Маратка!

Жак Майоль
Маратка не любил болеть. Но ещё больше он не любил лечится. 
Нет конечно, не так, что ему не нравилось лежать под одеялом и потеть с градусником, сам процесс уж больно был выматывающий. Вся его жизненная позиция описывалась одним универсальным законом; клин должен выбиваться клином. И это правило им виртуозно применялось практически для любой жизненной ситуации.

Когда его одолевала какая-нибудь заразная хворь, он в начале долго пытался её не признавать, придумывая различные оговорки. Убеждал себя в обманчивости чувств и незначительности симптомов, и этим позволял успешно развиваться болезни. Доводил себя до крайне болезненного состояния, с высокой температурой, кашлем, рвотой, соплями и южной лихорадкой, что голова вконец вскипала и переставала его слушаться.

Вот таким образом, в полуобморочном состоянии, с крайне классическими летальными показателями, он сам себе признавался, что точно заболел и пора бы обращаться к своей чудовищно эффективной, лечебной процедуре.

А необыкновенный смысл Мараткиной действующей методики сводился всегда к одному правилу; что всё, даже свою африканскую болезнь нисколько нельзя щадить, и не в коем случае не надо идти у неё на поводу. А сразу браться за неё круто, и действовать наверняка. Что только суровым воздействием и не щадящими процедурами можно изгнать из себя всякую хворь.

Горячий, в бреду, с осевшим голосом и ничего не видящими от слёз глазками, с ломотой по всему болезненному телу, Маратка кутался в свой модный на все времена года плащик.
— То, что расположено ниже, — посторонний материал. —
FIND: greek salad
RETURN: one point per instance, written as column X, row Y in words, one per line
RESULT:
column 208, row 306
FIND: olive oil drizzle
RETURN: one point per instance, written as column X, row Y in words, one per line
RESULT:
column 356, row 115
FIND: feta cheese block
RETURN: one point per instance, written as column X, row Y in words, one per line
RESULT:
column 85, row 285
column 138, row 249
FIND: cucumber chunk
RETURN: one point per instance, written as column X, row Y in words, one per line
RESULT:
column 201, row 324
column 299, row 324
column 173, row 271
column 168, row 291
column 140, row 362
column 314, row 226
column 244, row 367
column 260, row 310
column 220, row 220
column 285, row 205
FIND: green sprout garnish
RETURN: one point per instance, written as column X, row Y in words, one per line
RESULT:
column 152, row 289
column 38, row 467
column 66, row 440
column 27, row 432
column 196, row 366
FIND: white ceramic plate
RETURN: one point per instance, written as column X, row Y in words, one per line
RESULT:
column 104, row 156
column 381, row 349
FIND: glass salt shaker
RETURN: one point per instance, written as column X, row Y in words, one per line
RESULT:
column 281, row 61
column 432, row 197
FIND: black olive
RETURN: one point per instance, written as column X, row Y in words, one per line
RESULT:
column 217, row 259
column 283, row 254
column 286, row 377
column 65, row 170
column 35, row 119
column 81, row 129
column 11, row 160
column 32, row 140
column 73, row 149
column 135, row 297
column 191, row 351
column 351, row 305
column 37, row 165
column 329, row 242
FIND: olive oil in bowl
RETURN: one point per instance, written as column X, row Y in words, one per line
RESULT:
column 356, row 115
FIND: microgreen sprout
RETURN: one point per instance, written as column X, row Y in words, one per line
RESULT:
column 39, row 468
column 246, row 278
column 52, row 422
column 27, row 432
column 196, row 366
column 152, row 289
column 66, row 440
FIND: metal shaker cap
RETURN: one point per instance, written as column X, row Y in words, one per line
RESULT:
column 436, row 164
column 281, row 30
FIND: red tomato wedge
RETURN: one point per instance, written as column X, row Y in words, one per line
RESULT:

Из носок же у него почему-то, всегда в ходу был только правый, им-то он и старался попасть в ботинок, отправляясь на собственноручно изобретённую собственную экзекуцию.

Маратка бежал слепою трусцой, чтобы не сбиться, прямо по трамвайным путям, от Купчино и до Московского вокзала. И разумеется с надеждою обратно. Нет, не сразу, конечно.   Первые пять километров Маратка брёл как в бреду по шпалам, ориентируясь только между двумя рельсами. Ему постоянно мешали. Ветер пытался сбить его с ног, стараясь сорвать с его плеч тощий плащик. Бросал в лицо колючего снега, выл и громко хохотал возле уха, а также издевался.

А он шёл. Всем назло. Нагоняющие трамваи постоянно его отвлекали, требовали сойти с намеченного пути, уступить дорогу. Но Маратка упорно держал курс прямо на Московский вокзал, выхватывая боковым зрением поблёскивающие с двух сторон на морозе рельсы.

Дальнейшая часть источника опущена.